Photo by Groovehouse
Products like Duke's and Wickles Pickles -- while not local -- show Glauser and Smith's commitment to supporting smaller businesses and shifting traditional paradigms which state that fast food must be brutally cheap and without redeeming value. Your burgers are built fast at JerryBuilt, but are uncompromisingly good. The meat is good, the buns are good, the produce is good -- and none of it costs too much more than a traditional fast-food meal, despite JerryBuilt's somewhat tony interior.
Glauser's dream is to one day have dozens of JerryBuilt Homegrown Burgers spread across the city and perhaps even the nation, all of them supporting local bakers and food producers, and all of them -- like this initial store -- supporting local charities, too.
For all of this goodwill and the warm fuzzies created by the often abstract concept of "supporting local" or "buying organic" (remember: even in America, the definition of "organic" can be blurry) and the many euphemisms that go along with the slow food movement, JerryBuilt isn't perfect.

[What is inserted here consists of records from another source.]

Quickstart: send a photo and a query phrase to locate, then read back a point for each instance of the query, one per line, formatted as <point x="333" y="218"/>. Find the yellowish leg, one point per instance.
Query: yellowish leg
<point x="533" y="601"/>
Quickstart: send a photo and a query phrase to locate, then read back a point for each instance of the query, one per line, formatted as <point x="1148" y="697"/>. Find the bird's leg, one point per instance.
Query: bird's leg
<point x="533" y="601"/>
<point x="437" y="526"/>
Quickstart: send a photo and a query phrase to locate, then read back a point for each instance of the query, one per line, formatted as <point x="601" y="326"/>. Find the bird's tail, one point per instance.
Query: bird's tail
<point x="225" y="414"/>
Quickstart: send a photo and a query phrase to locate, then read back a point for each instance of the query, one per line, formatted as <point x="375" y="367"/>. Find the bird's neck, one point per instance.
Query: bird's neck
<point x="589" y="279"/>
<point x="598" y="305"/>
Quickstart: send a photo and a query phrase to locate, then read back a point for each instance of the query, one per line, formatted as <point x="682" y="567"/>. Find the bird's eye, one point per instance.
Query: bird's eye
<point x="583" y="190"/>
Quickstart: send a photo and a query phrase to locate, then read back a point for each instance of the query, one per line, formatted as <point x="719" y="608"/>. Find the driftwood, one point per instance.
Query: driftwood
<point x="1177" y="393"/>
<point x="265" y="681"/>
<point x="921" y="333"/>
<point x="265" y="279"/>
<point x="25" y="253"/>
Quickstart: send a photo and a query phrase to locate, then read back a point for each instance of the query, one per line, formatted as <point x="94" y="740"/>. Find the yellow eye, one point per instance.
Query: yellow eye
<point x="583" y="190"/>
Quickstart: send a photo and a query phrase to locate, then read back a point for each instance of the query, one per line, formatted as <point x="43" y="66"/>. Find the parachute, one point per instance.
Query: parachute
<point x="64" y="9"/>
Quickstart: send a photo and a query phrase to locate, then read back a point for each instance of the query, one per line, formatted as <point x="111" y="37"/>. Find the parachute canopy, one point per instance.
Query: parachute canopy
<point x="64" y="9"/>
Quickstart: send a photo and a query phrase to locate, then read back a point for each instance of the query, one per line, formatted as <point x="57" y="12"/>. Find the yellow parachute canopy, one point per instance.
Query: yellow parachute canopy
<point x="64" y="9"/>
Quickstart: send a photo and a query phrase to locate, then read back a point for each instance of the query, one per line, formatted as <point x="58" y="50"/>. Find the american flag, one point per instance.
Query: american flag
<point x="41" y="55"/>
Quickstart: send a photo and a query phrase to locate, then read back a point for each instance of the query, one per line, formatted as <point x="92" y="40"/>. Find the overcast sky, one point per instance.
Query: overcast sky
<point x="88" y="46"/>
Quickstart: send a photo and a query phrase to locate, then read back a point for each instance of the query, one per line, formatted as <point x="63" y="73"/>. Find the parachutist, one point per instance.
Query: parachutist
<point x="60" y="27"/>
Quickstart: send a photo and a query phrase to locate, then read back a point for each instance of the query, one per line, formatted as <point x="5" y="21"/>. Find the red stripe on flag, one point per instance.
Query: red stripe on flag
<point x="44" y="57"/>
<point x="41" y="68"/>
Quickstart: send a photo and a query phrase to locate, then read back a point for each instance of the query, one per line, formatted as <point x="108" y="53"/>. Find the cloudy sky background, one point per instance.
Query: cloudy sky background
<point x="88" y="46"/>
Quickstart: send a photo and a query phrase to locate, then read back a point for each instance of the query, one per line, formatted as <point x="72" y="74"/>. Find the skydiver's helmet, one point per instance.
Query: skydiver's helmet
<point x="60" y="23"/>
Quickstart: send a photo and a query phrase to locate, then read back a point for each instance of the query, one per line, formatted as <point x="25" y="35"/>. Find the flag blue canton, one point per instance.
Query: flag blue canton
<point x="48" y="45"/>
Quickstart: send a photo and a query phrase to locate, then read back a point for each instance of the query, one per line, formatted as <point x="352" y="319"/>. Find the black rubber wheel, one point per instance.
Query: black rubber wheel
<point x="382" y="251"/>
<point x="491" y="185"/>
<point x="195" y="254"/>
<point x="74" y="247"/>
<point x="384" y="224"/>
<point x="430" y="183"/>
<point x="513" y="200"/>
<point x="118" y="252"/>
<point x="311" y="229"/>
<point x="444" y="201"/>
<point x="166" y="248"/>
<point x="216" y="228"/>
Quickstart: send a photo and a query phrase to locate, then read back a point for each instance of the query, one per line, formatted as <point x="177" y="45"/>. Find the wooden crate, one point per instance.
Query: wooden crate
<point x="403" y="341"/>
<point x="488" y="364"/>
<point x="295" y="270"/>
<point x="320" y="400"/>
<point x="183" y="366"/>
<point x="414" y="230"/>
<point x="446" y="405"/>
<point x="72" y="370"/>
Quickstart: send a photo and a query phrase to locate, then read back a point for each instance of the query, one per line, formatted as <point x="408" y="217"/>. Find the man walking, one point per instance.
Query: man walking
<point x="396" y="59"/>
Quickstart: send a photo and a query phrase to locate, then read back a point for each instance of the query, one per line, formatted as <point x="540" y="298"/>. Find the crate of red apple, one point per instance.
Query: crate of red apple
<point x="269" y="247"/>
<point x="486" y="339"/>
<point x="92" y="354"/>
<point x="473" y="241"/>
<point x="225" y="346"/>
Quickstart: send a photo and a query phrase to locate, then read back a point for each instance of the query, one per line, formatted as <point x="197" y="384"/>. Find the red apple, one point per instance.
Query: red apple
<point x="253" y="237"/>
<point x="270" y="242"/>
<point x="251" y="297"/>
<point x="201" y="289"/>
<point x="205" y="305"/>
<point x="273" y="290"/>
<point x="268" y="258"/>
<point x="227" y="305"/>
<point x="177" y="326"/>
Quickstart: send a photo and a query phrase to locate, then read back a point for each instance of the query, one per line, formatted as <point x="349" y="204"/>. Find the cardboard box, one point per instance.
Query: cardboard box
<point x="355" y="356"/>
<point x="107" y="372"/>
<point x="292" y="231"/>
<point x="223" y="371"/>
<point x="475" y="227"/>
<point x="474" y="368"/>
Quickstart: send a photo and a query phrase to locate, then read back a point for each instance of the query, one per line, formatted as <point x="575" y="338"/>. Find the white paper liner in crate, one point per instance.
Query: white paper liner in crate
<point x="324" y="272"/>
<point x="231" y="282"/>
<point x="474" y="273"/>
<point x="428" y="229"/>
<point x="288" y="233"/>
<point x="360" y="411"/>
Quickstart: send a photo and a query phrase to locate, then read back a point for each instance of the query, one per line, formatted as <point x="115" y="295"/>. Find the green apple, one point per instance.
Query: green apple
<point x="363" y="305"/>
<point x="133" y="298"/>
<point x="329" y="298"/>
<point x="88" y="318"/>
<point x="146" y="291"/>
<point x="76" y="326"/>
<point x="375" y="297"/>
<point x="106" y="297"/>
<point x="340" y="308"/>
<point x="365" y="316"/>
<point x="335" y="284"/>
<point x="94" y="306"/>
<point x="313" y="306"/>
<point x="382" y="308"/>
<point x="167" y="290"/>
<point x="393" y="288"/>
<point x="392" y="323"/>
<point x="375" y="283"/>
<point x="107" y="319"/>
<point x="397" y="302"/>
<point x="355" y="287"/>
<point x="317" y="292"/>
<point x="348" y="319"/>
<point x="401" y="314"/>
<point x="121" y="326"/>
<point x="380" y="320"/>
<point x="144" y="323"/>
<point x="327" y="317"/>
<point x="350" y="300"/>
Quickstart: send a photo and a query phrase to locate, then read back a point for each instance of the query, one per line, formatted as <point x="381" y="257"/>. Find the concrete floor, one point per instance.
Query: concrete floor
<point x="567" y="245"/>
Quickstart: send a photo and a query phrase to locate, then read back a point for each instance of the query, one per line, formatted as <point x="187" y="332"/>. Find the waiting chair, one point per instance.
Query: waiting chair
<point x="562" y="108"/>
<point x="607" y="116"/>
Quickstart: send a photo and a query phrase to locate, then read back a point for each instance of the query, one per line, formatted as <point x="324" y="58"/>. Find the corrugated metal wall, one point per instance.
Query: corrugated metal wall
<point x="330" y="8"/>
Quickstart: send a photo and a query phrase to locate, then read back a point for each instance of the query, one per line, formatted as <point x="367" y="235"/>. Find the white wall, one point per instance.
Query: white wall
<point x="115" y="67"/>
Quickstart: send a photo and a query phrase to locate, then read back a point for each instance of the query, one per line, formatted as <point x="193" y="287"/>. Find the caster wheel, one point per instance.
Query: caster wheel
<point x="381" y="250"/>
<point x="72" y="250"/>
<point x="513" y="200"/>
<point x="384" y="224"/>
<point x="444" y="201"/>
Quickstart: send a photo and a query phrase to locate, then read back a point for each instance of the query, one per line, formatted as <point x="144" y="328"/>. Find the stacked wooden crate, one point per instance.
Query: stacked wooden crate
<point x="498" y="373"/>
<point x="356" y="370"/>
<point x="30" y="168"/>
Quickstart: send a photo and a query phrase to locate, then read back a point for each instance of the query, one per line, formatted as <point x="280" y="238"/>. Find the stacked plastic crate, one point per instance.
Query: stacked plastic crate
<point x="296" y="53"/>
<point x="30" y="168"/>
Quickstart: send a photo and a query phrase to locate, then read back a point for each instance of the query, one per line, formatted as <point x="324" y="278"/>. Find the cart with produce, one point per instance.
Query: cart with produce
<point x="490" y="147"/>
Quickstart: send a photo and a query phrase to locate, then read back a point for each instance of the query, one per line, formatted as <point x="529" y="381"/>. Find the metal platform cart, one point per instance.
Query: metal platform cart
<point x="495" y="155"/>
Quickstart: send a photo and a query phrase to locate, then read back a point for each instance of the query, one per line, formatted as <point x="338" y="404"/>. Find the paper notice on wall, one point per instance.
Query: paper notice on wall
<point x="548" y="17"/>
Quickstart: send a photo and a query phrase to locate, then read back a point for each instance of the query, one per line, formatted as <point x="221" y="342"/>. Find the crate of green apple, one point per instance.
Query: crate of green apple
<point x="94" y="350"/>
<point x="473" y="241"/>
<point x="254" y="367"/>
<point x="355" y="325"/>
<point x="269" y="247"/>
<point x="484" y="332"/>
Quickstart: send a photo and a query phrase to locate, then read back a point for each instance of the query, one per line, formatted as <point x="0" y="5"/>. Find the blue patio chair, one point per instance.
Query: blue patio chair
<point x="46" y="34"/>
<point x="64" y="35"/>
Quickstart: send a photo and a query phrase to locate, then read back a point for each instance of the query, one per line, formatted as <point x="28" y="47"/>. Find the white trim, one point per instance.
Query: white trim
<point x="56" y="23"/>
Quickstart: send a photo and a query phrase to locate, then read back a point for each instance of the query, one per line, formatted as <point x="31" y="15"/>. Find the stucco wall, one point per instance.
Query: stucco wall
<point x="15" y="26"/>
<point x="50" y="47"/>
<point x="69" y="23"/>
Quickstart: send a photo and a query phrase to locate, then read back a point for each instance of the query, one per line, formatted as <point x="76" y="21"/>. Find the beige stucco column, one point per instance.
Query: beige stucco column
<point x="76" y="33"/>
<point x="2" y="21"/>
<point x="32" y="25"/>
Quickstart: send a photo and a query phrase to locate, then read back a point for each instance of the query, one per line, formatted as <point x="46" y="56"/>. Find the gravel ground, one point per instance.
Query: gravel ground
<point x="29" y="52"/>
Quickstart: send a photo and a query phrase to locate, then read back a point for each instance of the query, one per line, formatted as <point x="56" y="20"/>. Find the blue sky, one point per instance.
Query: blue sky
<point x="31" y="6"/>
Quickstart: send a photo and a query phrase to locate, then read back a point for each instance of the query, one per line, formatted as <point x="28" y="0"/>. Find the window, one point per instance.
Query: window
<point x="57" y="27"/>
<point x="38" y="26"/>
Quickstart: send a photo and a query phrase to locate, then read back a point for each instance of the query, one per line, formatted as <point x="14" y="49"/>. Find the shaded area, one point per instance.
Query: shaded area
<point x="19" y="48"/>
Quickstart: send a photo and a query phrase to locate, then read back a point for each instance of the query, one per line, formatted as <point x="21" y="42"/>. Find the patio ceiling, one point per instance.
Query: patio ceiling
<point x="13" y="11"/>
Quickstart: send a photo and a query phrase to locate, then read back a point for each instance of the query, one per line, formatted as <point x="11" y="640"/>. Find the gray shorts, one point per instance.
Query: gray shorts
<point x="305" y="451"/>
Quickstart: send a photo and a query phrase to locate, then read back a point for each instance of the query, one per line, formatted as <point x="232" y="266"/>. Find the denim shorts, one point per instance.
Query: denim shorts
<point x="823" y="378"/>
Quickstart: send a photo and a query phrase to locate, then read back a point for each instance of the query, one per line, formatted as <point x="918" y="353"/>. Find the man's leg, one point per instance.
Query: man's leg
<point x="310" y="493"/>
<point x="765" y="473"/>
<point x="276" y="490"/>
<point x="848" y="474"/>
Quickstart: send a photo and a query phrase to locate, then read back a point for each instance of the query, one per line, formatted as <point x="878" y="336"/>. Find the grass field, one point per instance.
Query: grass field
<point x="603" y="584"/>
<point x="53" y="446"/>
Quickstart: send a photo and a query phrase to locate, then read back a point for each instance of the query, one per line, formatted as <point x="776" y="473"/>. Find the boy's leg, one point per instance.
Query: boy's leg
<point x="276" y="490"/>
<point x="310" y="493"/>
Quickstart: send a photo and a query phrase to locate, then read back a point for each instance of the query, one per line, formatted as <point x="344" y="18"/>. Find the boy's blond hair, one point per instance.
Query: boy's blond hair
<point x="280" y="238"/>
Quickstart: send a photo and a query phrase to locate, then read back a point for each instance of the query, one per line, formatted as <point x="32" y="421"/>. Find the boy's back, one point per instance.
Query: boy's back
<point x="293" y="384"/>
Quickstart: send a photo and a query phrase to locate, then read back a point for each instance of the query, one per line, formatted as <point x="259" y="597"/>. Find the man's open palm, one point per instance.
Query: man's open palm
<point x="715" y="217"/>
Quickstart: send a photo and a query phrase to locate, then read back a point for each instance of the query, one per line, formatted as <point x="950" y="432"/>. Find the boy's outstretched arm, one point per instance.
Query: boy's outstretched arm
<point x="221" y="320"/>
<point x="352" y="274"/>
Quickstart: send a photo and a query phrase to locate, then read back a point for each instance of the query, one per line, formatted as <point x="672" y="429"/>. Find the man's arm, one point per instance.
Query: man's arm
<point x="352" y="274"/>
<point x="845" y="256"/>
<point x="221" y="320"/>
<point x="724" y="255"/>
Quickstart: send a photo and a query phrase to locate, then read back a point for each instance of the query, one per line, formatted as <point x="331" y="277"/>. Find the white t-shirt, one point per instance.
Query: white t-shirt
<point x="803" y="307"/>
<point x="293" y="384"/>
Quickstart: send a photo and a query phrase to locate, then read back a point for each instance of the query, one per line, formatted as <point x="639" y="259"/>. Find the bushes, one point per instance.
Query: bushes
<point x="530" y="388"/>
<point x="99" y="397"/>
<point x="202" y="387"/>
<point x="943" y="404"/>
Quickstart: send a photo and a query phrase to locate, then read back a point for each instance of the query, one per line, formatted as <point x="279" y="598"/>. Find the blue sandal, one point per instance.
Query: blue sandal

A bacon cheeseburger with Ernie sauce (which is quite good on fries, too).
Photo by Katharine Shilcutt
Only a few days old, it's still figuring out the right cooking methods for its crinkle-cut fries, which are currently cut, brined, steamed and then fried on-site, but still suffer from a soggy consistency. The two burger patties I've tasted -- while well-seasoned -- were both overcooked. And Smith (who has an extensive restaurant background of his own) admits that sourcing local produce has been much more difficult than anticipated because of the drought.
"I usually buy Texas sweet potatoes," he told me last Thursday, gesturing to a pile of fat, stocky-looking tubers near JerryBuilt's entrance, where produce is kept in Central Market-like wooden bins to greet guests. "But I've had to buy them from Louisiana this year."
On the other hand, just the fact that JerryBuilt is trying -- and being honest about struggling to create a more enlightened fast food restaurant in the process -- is enough for me right now. I'm curious to see if and how the restaurant will adhere to its emphasis on quality ingredients in the future, especially as it has already planned its second location near the Waterway in The Woodlands.
After all, if Shake Shack can become a national phenomenon for going green, there's hope that one day a place like JerryBuilt can become the standard-bearer for fast food that's also slow.